Does Postoperative Drain Amylase Predict Pancreatic Fistula after Pancreatectomy?

University of Wisconsin School of Medicine and Public Health, Department of Surgery, Section of Surgical Oncology, Madison, WI
Journal of the American College of Surgeons (Impact Factor: 4.45). 05/2014; 218(5).

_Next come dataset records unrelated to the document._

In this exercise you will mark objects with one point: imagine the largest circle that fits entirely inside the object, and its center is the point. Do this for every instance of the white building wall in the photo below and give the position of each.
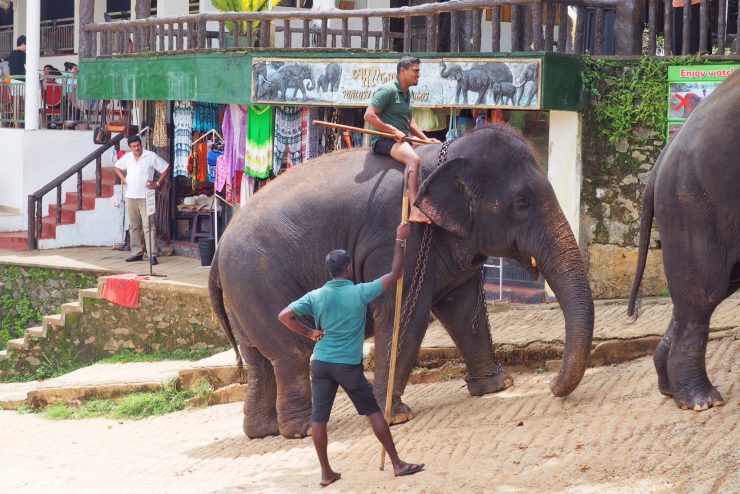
(34, 159)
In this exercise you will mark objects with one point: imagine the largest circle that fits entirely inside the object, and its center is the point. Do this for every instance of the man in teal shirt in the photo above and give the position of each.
(390, 111)
(339, 309)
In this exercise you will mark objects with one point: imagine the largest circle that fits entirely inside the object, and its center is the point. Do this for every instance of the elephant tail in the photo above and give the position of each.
(646, 224)
(219, 309)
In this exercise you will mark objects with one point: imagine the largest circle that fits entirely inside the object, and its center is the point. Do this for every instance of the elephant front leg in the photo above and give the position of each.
(463, 314)
(410, 338)
(687, 373)
(293, 397)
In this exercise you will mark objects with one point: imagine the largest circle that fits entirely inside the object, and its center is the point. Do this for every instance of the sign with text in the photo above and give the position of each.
(688, 86)
(480, 83)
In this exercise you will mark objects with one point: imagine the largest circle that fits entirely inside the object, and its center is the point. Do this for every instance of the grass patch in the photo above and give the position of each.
(134, 406)
(130, 356)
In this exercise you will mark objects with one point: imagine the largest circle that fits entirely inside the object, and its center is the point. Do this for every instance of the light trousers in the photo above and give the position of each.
(138, 221)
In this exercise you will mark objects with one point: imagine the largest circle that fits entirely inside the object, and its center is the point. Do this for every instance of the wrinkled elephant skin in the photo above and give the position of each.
(693, 194)
(489, 199)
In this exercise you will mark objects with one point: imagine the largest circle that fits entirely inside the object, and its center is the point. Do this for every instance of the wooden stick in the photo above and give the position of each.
(415, 140)
(396, 326)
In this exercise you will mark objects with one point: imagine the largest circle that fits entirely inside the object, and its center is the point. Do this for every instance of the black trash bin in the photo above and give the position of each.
(207, 247)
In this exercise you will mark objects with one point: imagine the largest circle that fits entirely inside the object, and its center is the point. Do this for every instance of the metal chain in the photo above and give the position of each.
(481, 304)
(417, 280)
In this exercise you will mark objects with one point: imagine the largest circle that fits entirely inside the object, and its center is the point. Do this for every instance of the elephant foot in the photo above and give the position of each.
(489, 384)
(400, 413)
(258, 427)
(295, 429)
(699, 400)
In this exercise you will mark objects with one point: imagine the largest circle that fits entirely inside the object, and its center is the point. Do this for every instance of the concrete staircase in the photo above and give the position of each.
(19, 240)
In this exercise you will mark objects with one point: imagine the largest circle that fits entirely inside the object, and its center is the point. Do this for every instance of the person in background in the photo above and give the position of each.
(139, 166)
(17, 58)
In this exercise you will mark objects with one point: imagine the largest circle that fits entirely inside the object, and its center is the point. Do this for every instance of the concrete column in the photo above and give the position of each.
(19, 21)
(564, 168)
(76, 33)
(33, 47)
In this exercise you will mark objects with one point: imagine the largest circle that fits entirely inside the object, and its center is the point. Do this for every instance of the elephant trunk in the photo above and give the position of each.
(560, 262)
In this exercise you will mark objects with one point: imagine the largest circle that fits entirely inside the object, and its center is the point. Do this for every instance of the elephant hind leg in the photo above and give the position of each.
(687, 371)
(260, 415)
(660, 359)
(293, 396)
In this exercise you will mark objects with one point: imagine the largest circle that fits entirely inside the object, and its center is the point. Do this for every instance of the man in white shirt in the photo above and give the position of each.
(139, 166)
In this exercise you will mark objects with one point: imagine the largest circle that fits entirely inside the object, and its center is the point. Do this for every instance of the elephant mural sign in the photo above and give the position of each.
(688, 86)
(479, 83)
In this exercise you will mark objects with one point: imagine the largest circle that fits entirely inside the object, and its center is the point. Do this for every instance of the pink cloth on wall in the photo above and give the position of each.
(123, 289)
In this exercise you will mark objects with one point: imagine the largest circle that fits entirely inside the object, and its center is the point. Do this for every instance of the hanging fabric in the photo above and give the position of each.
(288, 136)
(259, 141)
(160, 139)
(235, 142)
(206, 117)
(182, 118)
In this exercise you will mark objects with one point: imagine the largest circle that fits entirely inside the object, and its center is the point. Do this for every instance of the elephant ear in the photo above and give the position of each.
(447, 199)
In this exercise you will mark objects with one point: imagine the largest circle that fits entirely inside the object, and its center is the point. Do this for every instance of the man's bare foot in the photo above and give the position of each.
(407, 469)
(330, 479)
(416, 216)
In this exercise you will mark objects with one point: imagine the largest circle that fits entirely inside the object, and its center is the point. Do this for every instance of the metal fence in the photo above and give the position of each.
(553, 25)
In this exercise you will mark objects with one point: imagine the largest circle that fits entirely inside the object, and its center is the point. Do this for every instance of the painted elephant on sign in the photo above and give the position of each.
(693, 194)
(474, 79)
(291, 76)
(503, 90)
(489, 198)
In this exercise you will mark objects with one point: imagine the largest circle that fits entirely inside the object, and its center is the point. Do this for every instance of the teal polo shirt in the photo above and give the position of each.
(393, 106)
(339, 309)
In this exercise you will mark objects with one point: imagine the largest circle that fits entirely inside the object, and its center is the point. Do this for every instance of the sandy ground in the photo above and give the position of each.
(615, 433)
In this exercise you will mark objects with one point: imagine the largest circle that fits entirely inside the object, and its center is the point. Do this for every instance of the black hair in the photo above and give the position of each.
(337, 262)
(406, 62)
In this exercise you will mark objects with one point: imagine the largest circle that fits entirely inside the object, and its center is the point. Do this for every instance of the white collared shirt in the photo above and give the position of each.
(139, 172)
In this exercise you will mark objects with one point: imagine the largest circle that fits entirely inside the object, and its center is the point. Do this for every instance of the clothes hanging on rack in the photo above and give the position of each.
(259, 141)
(288, 136)
(182, 118)
(206, 117)
(160, 138)
(235, 141)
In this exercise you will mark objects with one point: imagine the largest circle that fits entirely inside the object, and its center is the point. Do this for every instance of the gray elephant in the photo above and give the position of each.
(693, 194)
(503, 90)
(474, 79)
(487, 198)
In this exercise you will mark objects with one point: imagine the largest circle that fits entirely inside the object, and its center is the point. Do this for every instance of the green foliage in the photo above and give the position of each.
(17, 309)
(178, 354)
(629, 98)
(134, 406)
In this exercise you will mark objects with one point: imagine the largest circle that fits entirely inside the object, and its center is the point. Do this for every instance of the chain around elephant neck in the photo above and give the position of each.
(417, 280)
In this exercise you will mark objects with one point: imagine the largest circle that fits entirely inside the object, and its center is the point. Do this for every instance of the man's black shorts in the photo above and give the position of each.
(383, 146)
(327, 376)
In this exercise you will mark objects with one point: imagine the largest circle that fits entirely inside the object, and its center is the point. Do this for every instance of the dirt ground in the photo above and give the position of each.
(615, 433)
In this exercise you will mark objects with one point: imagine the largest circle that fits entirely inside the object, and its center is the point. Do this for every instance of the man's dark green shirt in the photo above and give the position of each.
(393, 106)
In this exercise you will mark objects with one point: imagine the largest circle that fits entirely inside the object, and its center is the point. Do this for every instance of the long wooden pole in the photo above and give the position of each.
(415, 140)
(396, 326)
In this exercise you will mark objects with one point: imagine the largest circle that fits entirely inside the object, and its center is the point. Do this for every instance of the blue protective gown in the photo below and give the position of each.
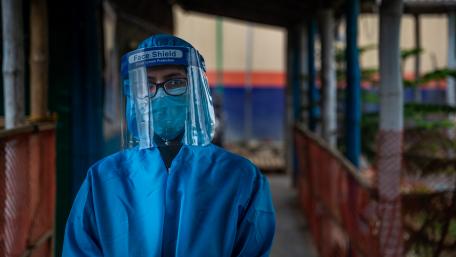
(210, 203)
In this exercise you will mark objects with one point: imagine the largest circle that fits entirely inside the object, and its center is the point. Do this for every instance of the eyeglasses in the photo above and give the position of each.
(174, 87)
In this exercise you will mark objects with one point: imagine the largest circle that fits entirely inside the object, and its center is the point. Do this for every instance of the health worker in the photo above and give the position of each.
(170, 192)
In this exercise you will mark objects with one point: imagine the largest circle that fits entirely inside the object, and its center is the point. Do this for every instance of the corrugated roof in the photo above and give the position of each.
(429, 6)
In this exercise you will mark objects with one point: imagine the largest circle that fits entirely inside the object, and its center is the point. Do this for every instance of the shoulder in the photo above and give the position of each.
(227, 163)
(114, 165)
(224, 157)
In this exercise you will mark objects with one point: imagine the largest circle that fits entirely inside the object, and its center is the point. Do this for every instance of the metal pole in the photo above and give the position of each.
(248, 84)
(451, 87)
(353, 91)
(391, 126)
(304, 74)
(417, 57)
(328, 78)
(13, 63)
(313, 94)
(38, 59)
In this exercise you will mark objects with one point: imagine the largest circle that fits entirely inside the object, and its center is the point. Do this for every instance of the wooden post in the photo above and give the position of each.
(13, 63)
(328, 78)
(391, 126)
(38, 59)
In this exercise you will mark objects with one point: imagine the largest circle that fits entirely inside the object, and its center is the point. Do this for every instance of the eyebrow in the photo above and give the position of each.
(171, 75)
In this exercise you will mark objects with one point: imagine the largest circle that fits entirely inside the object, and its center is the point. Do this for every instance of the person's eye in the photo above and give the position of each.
(152, 87)
(176, 83)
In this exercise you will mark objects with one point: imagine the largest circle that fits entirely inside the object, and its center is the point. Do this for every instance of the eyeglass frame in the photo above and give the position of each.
(162, 85)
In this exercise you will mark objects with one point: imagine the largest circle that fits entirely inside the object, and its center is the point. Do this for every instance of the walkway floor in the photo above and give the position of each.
(292, 237)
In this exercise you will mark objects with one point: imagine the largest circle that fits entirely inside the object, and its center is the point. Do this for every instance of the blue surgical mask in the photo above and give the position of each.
(169, 114)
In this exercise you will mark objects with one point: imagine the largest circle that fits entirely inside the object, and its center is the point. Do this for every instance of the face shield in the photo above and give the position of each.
(167, 98)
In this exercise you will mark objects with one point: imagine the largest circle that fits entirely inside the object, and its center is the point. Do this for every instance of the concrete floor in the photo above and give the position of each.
(292, 238)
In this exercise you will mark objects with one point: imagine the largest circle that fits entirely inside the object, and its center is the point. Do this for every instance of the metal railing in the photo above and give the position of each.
(27, 190)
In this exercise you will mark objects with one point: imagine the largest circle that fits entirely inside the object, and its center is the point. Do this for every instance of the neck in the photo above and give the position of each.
(168, 148)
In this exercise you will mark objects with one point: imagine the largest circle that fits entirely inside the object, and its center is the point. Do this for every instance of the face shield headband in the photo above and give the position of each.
(160, 118)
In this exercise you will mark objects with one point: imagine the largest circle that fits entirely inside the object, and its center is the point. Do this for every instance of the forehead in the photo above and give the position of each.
(159, 71)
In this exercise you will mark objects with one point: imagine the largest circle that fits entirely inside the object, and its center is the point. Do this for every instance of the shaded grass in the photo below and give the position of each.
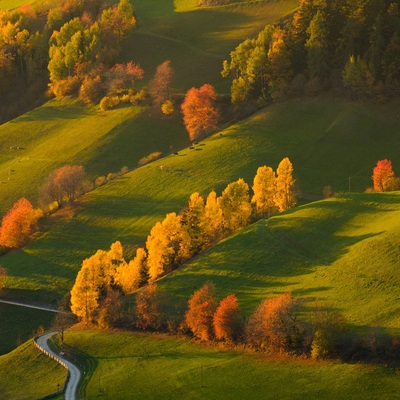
(127, 208)
(18, 324)
(197, 39)
(339, 253)
(27, 374)
(169, 368)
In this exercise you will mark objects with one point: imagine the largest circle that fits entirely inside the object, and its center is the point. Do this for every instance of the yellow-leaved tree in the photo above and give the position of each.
(264, 188)
(212, 221)
(285, 195)
(135, 274)
(94, 280)
(168, 246)
(235, 205)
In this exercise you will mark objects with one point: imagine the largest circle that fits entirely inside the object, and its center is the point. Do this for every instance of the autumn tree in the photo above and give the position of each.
(168, 246)
(273, 325)
(264, 188)
(192, 216)
(159, 86)
(63, 185)
(212, 222)
(201, 308)
(18, 224)
(94, 280)
(285, 196)
(382, 175)
(200, 114)
(235, 205)
(3, 277)
(148, 314)
(135, 274)
(227, 320)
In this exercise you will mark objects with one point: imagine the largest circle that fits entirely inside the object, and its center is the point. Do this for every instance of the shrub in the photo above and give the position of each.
(151, 157)
(167, 108)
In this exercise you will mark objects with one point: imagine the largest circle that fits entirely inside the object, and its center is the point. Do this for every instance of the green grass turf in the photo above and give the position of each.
(18, 324)
(327, 142)
(197, 39)
(340, 253)
(60, 133)
(27, 374)
(151, 366)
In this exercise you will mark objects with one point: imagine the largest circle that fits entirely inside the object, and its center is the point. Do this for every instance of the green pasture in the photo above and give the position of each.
(60, 133)
(18, 324)
(27, 374)
(197, 39)
(327, 142)
(341, 253)
(151, 366)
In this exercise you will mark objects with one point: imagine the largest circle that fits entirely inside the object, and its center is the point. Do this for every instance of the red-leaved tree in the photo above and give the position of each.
(18, 224)
(200, 115)
(227, 319)
(382, 175)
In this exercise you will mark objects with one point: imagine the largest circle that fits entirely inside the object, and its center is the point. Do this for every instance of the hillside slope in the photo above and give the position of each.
(342, 253)
(127, 208)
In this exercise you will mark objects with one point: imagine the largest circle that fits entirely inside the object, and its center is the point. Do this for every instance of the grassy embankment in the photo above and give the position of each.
(64, 132)
(151, 367)
(26, 374)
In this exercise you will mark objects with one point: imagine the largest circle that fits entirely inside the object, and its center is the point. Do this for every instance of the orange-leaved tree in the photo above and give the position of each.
(18, 224)
(285, 196)
(235, 205)
(382, 175)
(264, 188)
(199, 316)
(273, 325)
(95, 279)
(200, 114)
(148, 313)
(212, 222)
(227, 319)
(168, 246)
(135, 274)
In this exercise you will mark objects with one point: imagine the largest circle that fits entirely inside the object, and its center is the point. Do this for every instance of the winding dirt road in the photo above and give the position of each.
(74, 375)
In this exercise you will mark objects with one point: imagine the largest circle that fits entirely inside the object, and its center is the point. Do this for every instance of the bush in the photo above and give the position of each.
(106, 103)
(151, 157)
(167, 108)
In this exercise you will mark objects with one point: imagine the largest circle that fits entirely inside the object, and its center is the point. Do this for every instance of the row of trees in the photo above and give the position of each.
(355, 44)
(279, 324)
(383, 177)
(72, 43)
(179, 237)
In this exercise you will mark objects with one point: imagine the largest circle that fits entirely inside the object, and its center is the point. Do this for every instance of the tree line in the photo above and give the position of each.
(179, 237)
(74, 44)
(348, 45)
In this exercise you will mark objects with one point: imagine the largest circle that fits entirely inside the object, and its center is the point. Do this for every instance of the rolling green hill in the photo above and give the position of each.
(151, 367)
(349, 140)
(341, 253)
(27, 374)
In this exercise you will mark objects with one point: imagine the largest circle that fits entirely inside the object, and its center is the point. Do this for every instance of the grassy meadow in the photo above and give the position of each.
(127, 208)
(27, 374)
(152, 366)
(340, 253)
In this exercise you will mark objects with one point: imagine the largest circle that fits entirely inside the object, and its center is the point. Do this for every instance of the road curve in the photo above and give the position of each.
(15, 303)
(74, 375)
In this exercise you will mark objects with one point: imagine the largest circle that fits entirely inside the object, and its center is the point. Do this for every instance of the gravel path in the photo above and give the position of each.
(74, 375)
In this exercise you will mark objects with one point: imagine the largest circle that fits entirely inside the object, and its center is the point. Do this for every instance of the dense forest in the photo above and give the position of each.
(71, 48)
(352, 47)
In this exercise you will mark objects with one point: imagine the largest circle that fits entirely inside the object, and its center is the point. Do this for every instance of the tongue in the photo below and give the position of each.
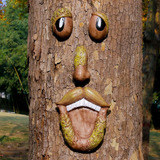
(83, 121)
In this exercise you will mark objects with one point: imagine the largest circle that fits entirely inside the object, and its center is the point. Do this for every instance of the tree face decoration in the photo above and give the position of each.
(82, 110)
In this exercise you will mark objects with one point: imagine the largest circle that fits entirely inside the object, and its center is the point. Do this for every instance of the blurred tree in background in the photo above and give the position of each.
(13, 53)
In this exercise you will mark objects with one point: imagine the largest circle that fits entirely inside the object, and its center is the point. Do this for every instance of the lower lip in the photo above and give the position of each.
(83, 102)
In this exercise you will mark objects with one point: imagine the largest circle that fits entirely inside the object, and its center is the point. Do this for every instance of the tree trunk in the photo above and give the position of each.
(150, 55)
(114, 65)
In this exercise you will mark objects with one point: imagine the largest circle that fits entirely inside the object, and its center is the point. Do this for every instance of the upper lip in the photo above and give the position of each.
(83, 97)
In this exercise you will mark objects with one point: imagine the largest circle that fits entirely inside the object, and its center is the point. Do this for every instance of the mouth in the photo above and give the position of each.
(83, 118)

DOI: 10.1016/j.jamcollsurg.2014.01.048

ABSTRACT Background
Previous studies suggest that after pancreatectomy, drain fluid amylase obtained on postoperative day 1 (DFA1) >5000 U/L correlates with the development of postoperative pancreatic fistula (PF).1,2 We sought to validate whether DFA1 is a clinically useful predictor of PF and to evaluate whether DFA1 correlates with PF severity.

Study Design
Using a prospective database, we reviewed records from patients having pancreatectomy between 2010 and 2012. Presence and grade of PF were determined using the consensus guidelines from the International Study Group on Pancreatic Fistula (ISGPF).1

Results
Sixty-three patients who underwent pancreatectomy had a documented DFA1. There were 27 (43%) who developed PF: 2 (7%) were grade A, 18 grade B (67%), and 7 grade C (26%). Median DFA1 in patients with PF (4600 U/L, range 32—16,900) was significantly higher than in those without (45 U/L, range 2—5840; p <0.001). When DFA1 was analyzed at varying cutoff values, correlation of DFA1 with PF was high. Sensitivity, specificity, positive predictive value (PPV), and negative predictive value (NPV) were assessed at varying levels of DFA1. Highest sensitivity (96%) and NPV (96%) were obtained with a cutoff DFA1 of < 100 U/L. On multivariate analysis, DFA1 >100 was the only significant predictor of PF when controlling for gland texture, duct size, pathology, and neoadjuvant radiation. There was no statistically significant relationship between DFA1 and PF grade.

Conclusions
In patients undergoing pancreatic resection, a cutoff of DFA1 <100 resulted in high sensitivity and NPV. Early drain removal may be safe in these patients. Further studies are recommended to validate the role of DFA1 in excluding PF and assisting in management of surgical drains.